Le problème se pose donc de trouver des solutions humaines. Elles ne peuvent reposer uniquement sur le corps médical. On ne peut pas le laisser seul trancher à partir de quel moment la déchéance et les souffrances d'un malade incurable sont intolérables. Pour cela, il faudrait un système de santé qui ne soit pas soumis aux pressions de l'argent et de la rentabilité, avec un personnel médical en nombre suffisant pour avoir réellement du temps à consacrer aux malades, à les écouter et à les accompagner moralement. Et on ne peut pas plus faire reposer la décision uniquement sur la famille parce qu'on sait que les relations familiales, et les relations sociales en général, peuvent être perturbées par tout autre chose que l'intérêt du malade.
Même dans le cadre du système actuel, une loi pourrait répondre au problème, à condition qu'elle comporte le maximum de garde-fous pour un choix aussi grave. Il faudrait que la décision de donner la mort soit arrêtée à l'hôpital, que les médecins jugent du caractère incurable de la maladie, du fait que le décès est inéluctable et les souffrances intolérables, que le patient manifeste le désir de mourir et que tout le personnel soignant, notamment les infirmières et aides-soignantes qui sont généralement les plus proches des malades, soit associé à la décision. Quand le malade possède encore l'autonomie requise pour se donner lui-même la mort, on pourrait l'aider à le faire. Et quand il ne dispose plus de cette autonomie, il faudrait associer, avec le maximum de précautions, de contrôles et d'humanité, la famille et les proches. Des lois de ce genre existent aujourd'hui en Belgique et aux Pays-Bas.
À la lettre de Vincent, Chirac avait répondu: «Je ne puis vous apporter ce que vous demandez, car le président de la République n'a pas ce droit.» Aujourd'hui Raffarin déclare: «La vie n'appartient pas aux politiques.

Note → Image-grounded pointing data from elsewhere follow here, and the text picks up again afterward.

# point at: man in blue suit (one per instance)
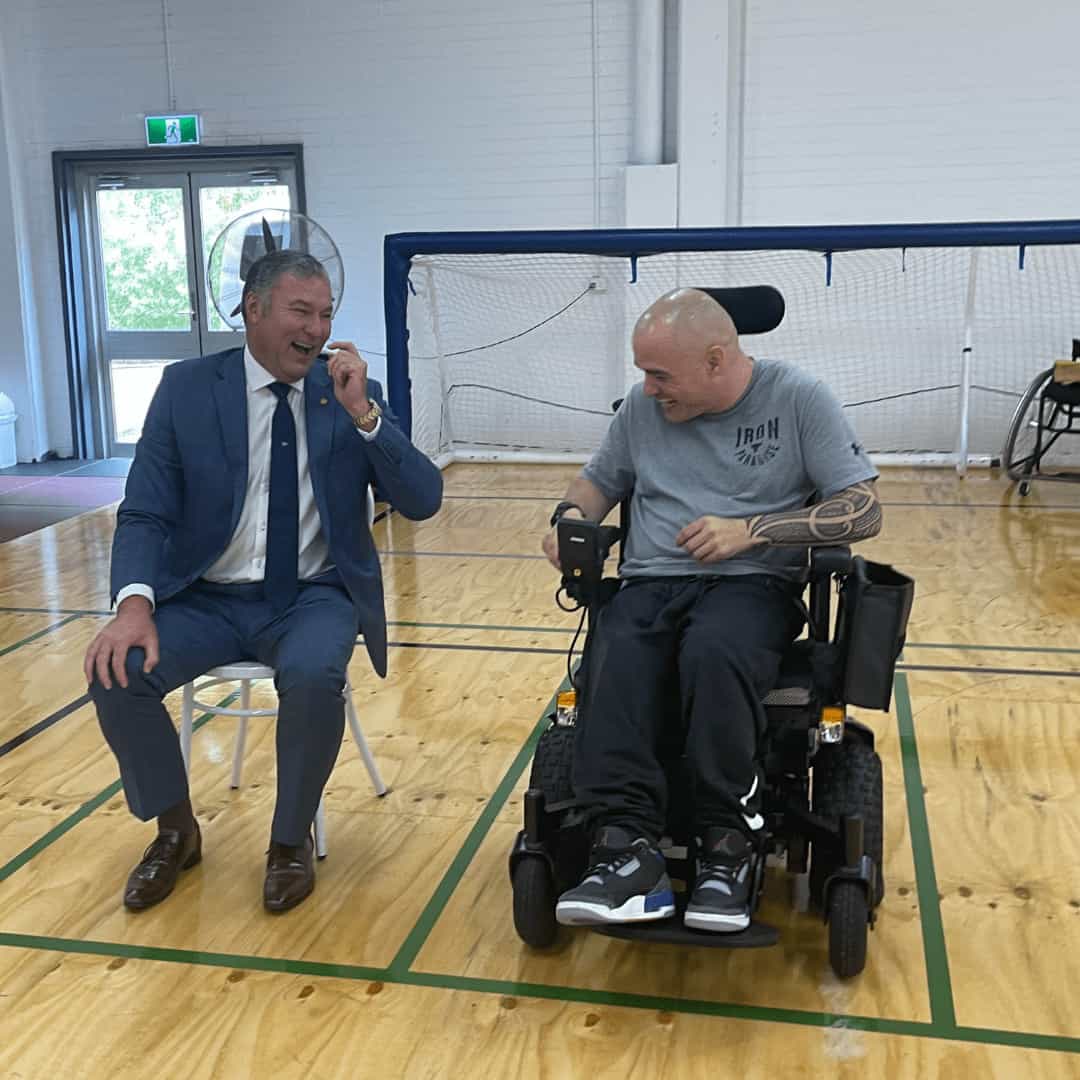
(243, 535)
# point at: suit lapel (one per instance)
(321, 417)
(230, 396)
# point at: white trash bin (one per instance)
(8, 455)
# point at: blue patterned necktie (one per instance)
(283, 517)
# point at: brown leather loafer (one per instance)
(291, 876)
(156, 875)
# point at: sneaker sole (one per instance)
(715, 922)
(576, 913)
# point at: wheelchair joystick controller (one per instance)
(583, 548)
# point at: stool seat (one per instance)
(245, 672)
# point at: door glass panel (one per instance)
(134, 382)
(144, 256)
(217, 207)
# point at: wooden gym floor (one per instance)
(405, 962)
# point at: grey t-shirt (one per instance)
(785, 439)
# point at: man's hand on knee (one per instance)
(712, 539)
(132, 628)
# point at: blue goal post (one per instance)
(511, 346)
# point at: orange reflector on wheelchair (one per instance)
(566, 706)
(831, 725)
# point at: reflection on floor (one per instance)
(34, 496)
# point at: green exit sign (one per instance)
(172, 131)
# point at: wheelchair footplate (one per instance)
(673, 932)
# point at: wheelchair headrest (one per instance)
(755, 309)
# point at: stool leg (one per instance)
(187, 714)
(238, 753)
(373, 769)
(321, 829)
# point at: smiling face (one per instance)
(687, 347)
(287, 328)
(682, 379)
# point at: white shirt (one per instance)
(244, 559)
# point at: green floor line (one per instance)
(410, 947)
(84, 811)
(768, 1014)
(942, 1010)
(522, 629)
(40, 633)
(989, 648)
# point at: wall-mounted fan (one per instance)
(254, 234)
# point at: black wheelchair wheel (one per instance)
(535, 902)
(848, 926)
(553, 764)
(847, 781)
(1017, 458)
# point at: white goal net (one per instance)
(522, 355)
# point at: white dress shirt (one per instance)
(244, 559)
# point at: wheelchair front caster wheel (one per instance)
(848, 927)
(535, 902)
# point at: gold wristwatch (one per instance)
(369, 417)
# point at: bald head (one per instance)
(687, 346)
(689, 318)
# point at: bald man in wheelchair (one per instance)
(721, 455)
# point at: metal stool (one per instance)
(245, 673)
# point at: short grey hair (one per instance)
(264, 273)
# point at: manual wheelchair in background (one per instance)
(1049, 409)
(822, 795)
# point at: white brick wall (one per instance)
(919, 111)
(478, 113)
(433, 115)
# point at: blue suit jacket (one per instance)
(189, 478)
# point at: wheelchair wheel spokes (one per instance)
(1024, 446)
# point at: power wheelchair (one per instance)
(834, 825)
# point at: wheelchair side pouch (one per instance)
(875, 605)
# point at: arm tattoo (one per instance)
(849, 515)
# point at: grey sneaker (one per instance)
(626, 881)
(720, 898)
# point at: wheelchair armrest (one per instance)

On ne peut pas gouverner ou légiférer pour des situations si spécifiques.» Quant à Sarkozy, il affirme: «Reconnaître le droit d'abréger la vie d'une personne, on imagine à peu près où ça commence, on voit mal où ça s'arrête». Ils se dérobent.
Ils se dérobent car ils subissent la pression des religieux -catholiques, protestants, musulmans ou juifs- qui prétendent que la vie est l'oeuvre des dieux qu'ils ont inventés. C'est avec de tels arguments que l'Église catholique s'est opposée à la contraception et à l'interruption volontaire de grossesse. Il n'y a pas si longtemps, c'est sous cette pression que, quand des curetages devaient être pratiqués après des fausses couches provoquées, c'était «à vif» afin que les femmes coupables paient leur faute! Il en fut même pour s'opposer à l'accouchement sans douleur sous le prétexte du «Tu enfanteras dans la douleur» de la Bible, si cher aux dévots.
Il y a à peine plus de trente ans, quand les femmes ont imposé la loi qui leur permet aujourd'hui de mettre au monde un enfant quand elles le choisissent, quand elles le désirent, elles ont, un peu, fait reculer l'obscurantisme des religions. Mais il reste à celui-ci bien des brèches par lesquelles s'engouffrer.